火山活動の活発化~マグマの発生について~
宮城、山形両県にまたがる蔵王山(蔵王連峰)など全国で火山活動が活発化する中、5月29日に口永良部島・新岳(鹿児島県屋久島町)で爆発的噴火が発生しました。
2013年の桜島や今年の箱根など、日本各地で火山活動が活性化しています。
日本列島あるいは地球規模で一体、何が起きているのでしょうか?
地球の内部構造は、我々が生活をしている地上地殻は、火山から噴出されたマグマが堆積した花崗岩質のものです。その下には、海底地殻と言って火山から噴出されたマグマが海水で冷やされた玄武岩質のものがあります。
さらにその下には、リソスフェアというかんらん岩等の固い岩盤層があり、第二次マグマオーシャンが冷えて固まった層であると推定されます。

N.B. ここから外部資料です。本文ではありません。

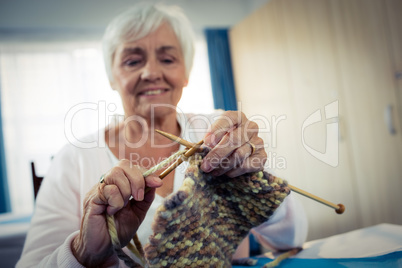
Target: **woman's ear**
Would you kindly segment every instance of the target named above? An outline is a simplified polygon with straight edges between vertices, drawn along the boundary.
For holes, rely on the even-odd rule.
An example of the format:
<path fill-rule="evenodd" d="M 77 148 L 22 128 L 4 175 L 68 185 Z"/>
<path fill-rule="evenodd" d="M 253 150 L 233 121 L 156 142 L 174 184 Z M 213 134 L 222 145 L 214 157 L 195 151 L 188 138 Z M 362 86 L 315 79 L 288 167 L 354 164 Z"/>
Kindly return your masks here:
<path fill-rule="evenodd" d="M 116 90 L 115 84 L 114 84 L 113 81 L 110 81 L 110 80 L 109 80 L 109 85 L 110 85 L 110 87 L 111 87 L 113 90 Z"/>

さらに地球内部に向かって、アセノスフェア、メソスフェア、外核、内核となります。
これらの地層は地震波のS波を通すことことからもわかるように固体です。たしかに地球内部、深くなるほど地層の温度は上昇しますが、岩石を融かすほどの高温にはなっていないということです。深くなるほど圧力も高くなり、圧力が高くなると岩石は融けにくくなるのです。
では、一体どこでマグマが発生しているのでしょうか?
融けるといっても岩石は、水などとは違います。
水は0℃より温度が高ければ液体、0℃より温度が低ければ固体であり、0℃のときだけ液体(水)と固体(氷)が同時に存在します。つまり、きちんとした融点(凝固点)を持っています。
しかし、岩石はいろいろな鉱物の集合体であり、その鉱物によって融点が違います。また、鉱物の中には特定の融点を持たずに、ある温度になると一部が融け始めるが、全部を融かすためにはもっと温度を上げないといけないものもあります。こうして、岩石は一部が融け始める温度と、全部が融け終わる温度との間に数百℃程度の幅があり、その幅の間の温度では固体と液体が同時に存在してい ます。もちろん、融け始めの温度付近では固体の割合が多く、融け終わる温度付近では液体の割合が多くなっています。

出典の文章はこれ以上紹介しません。